Both examples that I share here center on discomfort around conflict, particularly conflict that arises between myself and others who hold more power. What I used to think was a personal fear of conflict, I now understand to be connected to cultural practices of whiteness which serve to uphold the status quo. Green et al. (2007) outline these cultural practices as being rooted in colonial constructs of whiteness which are represented by orderliness, rationality, and self-control. I have been socialized to uphold a culture of white supremacy through practices of reinforcing and maintaining dominate structures. In this case, it means avoiding conflict, particularly in cases where engaging in conflict may challenge existing conditions and betray my white identity.

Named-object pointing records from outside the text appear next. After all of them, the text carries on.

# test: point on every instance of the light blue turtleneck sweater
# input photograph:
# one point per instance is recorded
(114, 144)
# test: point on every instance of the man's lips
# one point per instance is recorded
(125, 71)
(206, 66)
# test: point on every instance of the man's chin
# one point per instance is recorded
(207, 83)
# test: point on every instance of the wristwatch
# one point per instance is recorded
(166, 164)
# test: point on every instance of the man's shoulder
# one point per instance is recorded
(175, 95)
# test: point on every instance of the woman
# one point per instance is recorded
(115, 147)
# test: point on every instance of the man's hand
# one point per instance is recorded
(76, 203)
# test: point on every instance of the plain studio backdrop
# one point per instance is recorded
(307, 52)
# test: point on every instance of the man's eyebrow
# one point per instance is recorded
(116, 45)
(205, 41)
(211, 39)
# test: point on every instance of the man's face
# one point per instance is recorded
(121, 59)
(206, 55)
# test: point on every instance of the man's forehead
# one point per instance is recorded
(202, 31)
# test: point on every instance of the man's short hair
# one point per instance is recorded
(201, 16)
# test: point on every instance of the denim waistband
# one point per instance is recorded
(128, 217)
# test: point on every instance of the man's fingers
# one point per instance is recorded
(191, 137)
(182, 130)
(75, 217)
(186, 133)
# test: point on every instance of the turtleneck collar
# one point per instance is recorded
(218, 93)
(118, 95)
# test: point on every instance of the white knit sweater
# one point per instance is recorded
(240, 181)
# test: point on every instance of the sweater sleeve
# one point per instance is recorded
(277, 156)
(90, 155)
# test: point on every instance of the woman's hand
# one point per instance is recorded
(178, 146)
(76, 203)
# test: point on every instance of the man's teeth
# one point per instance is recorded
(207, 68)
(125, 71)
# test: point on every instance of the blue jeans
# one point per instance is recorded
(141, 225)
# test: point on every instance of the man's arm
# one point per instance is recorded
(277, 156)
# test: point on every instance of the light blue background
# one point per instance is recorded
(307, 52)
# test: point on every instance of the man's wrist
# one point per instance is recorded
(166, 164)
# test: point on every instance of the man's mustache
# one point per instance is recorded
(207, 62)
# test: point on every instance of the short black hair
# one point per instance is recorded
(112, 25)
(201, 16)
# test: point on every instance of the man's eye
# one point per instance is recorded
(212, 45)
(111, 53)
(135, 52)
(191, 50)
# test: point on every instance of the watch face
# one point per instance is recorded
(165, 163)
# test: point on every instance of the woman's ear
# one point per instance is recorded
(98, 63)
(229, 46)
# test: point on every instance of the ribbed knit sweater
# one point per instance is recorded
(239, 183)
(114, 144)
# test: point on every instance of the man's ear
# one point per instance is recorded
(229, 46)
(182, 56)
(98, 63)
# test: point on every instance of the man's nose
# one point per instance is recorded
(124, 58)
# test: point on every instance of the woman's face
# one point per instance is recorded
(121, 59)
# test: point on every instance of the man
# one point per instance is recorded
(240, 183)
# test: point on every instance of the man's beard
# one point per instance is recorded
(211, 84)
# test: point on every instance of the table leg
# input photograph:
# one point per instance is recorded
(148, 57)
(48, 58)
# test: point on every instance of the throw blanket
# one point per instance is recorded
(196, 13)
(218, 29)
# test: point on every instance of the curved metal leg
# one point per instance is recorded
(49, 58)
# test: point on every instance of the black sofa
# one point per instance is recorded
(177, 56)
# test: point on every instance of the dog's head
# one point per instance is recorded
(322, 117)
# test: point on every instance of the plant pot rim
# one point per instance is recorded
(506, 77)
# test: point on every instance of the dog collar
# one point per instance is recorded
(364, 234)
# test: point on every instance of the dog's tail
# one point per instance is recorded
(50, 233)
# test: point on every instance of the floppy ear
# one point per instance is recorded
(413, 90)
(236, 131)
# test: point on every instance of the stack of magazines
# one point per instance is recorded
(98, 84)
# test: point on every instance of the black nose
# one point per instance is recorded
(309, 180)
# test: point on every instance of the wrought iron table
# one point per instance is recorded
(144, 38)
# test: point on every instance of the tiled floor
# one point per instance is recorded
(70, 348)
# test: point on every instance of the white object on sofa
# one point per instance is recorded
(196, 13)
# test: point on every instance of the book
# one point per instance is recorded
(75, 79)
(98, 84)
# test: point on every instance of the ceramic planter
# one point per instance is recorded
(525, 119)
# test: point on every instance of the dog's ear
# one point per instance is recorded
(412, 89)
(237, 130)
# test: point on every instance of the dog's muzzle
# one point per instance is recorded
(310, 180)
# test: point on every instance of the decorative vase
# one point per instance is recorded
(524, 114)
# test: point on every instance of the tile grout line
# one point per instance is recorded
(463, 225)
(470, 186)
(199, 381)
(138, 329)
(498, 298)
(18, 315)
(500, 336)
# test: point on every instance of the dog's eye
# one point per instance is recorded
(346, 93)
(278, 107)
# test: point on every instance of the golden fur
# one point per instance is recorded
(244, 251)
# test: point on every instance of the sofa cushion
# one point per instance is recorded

In the first example, my affective whiteness and embodied subjectivities manifested in the form of fear, discomfort, and unease, when a school board member asked that we, the community members speaking in support of Youth for Justice’s demands regarding the districts disproportionate funding on policing over mental health support for students, choose one spokesperson to speak on our demands rather than allowing all eighty of us to give our individual testimonies. My feelings of discomfort and fear that we were doing something wrong caused me to initially agree with the school board member; perhaps we were taking up too much space and limiting other community members’ opportunities to speak, as the school board was suggesting. In this case I was relying on rationality as a means of maintaining order, which placed me on the side of the school board members and betrayed my solidarity with the organization. As I was going through this thought process, I realized the executive director and other staff of the organization were telling the school board “no”; their recommendation was not acceptable, and they would not be silenced. Each person’s testimony was personal, vulnerable, and unique to their own experience. The school boards assertation that each person’s testimony was the same was deeply problematic and demonstrated the school board’s lack of attention and consideration of each person’s story. I then reminded myself how essential it is for the members of this organization to take up space and that the school board’s comment was rooted in an assertion of power, white supremacy, oppression, and racism. Had the room been filled with all white community members and youth, would the same have been asked? I realized in that moment that I needed to become comfortable with conflict and commit to challenging structures of power or I better get out of the way. In this situation, my affective response—fear, anxiety, unease—was keeping me aligned with the status quo, working against my values and goals. By engaging in reflexivity and understanding the ways in which my emotions were connected to cultural practices of whiteness, I was able to recognize a moment where I was colluding in the organization’s oppression by the school board.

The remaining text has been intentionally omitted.